The Adviser is a private equity firm and will invest in established lower middle market operating
businesses with their headquarters or significant operations in North America (“Portfolio
Company” or “Portfolio Companies”). The Adviser will provide investment advisory services on
a discretionary basis to its Funds, which are restricted to sophisticated, qualified investors
(“Investors” or “Limited Partners”). Currently, the Adviser provides investment advisory services
to: (a) Granite Bridge Private Equity L.P., a sponsored private investment fund, (b) a special
purpose vehicle accounted for in the Adviser’s ADV Part 1 Item 5, and (c) as noted in the Adviser’s
ADV Part 1 Section 7.B.(2), the Adviser provides sub-advisory services to two separate funds in
conjunction with their investments in special purpose vehicles managed by the Adviser.
The Adviser is led and managed by its four partners. The principal owners are Peter Petrillo, Jeffrey
Gerson, Michael Goodman and Ryan Wierck (the “Principals”).
Each partner delivers specific contributions to the success of the Adviser and to its individual
Portfolio Companies and fulfills specific roles in managing and leading the Adviser.
B. The Adviser intends to provide investment advisory services including, but not limited to,
investigating, structuring and negotiating potential investments, managing the Fund’s investments
and advising the Fund with respect to disposition opportunities to one or more Funds into which
certain sophisticated and qualified investors will make investments. The general partner or
equivalent of each Fund will be an affiliate of the Adviser (each a “General Partner”). The
governing
documents of each Client may also provide for the establishment of parallel or other
alternative investment vehicles in certain circumstances. Client investors may participate in such
vehicles for the purposes of certain investments, and if formed, such vehicles would also become
Clients of the Adviser. In this brochure, because it is uncertain whether such additional parallel or
alternative investment vehicles will be classified as clients of the Adviser, when we refer to a Fund
or Client, we are also referring to such additional parallel or alternative investment vehicles, if any.

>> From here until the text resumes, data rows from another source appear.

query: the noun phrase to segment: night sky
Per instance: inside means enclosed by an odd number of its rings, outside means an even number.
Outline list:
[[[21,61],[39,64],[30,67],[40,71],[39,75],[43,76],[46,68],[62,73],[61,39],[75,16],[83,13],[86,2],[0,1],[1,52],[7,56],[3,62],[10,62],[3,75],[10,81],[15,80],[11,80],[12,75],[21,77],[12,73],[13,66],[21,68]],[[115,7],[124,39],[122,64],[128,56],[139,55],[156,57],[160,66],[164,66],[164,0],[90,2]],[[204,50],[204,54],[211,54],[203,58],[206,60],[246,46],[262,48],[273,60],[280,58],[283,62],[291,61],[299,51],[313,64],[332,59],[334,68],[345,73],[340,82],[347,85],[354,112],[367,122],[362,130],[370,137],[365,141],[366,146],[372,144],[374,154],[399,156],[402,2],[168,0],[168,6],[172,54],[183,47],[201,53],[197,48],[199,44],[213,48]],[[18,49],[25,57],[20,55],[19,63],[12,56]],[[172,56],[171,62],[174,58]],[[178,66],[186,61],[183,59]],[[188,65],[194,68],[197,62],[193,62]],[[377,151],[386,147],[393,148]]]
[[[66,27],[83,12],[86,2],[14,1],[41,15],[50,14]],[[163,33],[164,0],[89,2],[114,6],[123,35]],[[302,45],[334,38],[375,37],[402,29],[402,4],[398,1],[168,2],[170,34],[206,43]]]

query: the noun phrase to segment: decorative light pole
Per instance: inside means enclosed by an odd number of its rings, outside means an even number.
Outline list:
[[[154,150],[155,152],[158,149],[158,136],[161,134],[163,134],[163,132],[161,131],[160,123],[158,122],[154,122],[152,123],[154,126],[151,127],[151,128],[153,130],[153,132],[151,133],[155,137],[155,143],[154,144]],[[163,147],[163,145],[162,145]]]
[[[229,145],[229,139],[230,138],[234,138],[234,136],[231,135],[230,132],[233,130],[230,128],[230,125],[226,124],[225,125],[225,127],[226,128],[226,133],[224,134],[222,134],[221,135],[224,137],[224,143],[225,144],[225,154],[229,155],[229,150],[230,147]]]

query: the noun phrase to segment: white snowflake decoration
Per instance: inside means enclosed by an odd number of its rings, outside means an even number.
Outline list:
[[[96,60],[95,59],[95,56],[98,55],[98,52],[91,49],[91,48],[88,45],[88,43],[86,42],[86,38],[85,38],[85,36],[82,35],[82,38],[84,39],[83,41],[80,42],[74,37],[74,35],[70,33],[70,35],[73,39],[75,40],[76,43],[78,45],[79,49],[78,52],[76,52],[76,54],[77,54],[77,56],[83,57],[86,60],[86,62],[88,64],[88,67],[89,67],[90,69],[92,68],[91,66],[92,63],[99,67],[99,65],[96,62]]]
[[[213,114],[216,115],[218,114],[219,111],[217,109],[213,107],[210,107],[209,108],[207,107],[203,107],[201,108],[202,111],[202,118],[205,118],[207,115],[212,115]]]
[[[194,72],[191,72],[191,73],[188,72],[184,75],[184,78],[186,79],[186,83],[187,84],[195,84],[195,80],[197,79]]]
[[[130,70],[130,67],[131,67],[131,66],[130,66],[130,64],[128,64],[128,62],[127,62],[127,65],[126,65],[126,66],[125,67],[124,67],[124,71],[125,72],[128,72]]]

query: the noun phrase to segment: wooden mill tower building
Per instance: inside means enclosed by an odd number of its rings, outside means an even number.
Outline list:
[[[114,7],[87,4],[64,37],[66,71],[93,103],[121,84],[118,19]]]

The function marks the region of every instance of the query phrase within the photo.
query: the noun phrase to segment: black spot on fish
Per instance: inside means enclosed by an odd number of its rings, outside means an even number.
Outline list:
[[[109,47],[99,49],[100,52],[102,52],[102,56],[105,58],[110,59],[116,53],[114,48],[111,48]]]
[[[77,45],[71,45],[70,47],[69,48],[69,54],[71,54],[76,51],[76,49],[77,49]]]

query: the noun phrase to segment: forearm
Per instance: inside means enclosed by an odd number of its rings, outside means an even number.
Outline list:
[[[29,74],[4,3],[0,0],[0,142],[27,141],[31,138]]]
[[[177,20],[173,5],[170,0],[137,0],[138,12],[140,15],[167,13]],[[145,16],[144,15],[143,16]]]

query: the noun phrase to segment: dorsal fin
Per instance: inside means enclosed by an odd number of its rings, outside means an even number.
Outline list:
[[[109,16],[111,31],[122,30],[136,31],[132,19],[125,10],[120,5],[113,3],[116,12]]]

The investment advisory services to be provided by the Adviser to each of its Clients will be related
to investments in private company securities. The Adviser will focus its investments on Portfolio
Companies in targeted industries, including consumer products, consumer-driven services such as
education and healthcare services, business services, and niche manufacturing markets. The
Adviser will acquire controlling interests, and will have representation on the boards of directors
of its Portfolio Companies.
C. Each Client’s portfolio will be managed pursuant to an investment management agreement with
the Client, an agreement of limited partnership or similar governing document, any investment
guidelines attached thereto, the Client’s investment policy, and/or other governing documentation
that may be entered into from time to time, and any applicable regulations. While it is anticipated
that each of its Clients will follow the strategy stated above, the Adviser may tailor the specific
advisory services with respect to each Client to the individual investment strategy of that Client.
In addition, the governing documents of Clients may, in certain limited circumstances, impose
restrictions on investing in certain securities or types of securities, for example in connection with
regulatory or compliance reasons.
D. The Adviser does not participate in wrap fee programs.
E. As of December 31, 2023, the Adviser had approximately $ 95,225,181 of regulatory assets under
management., all of which is managed on a discretionary basis.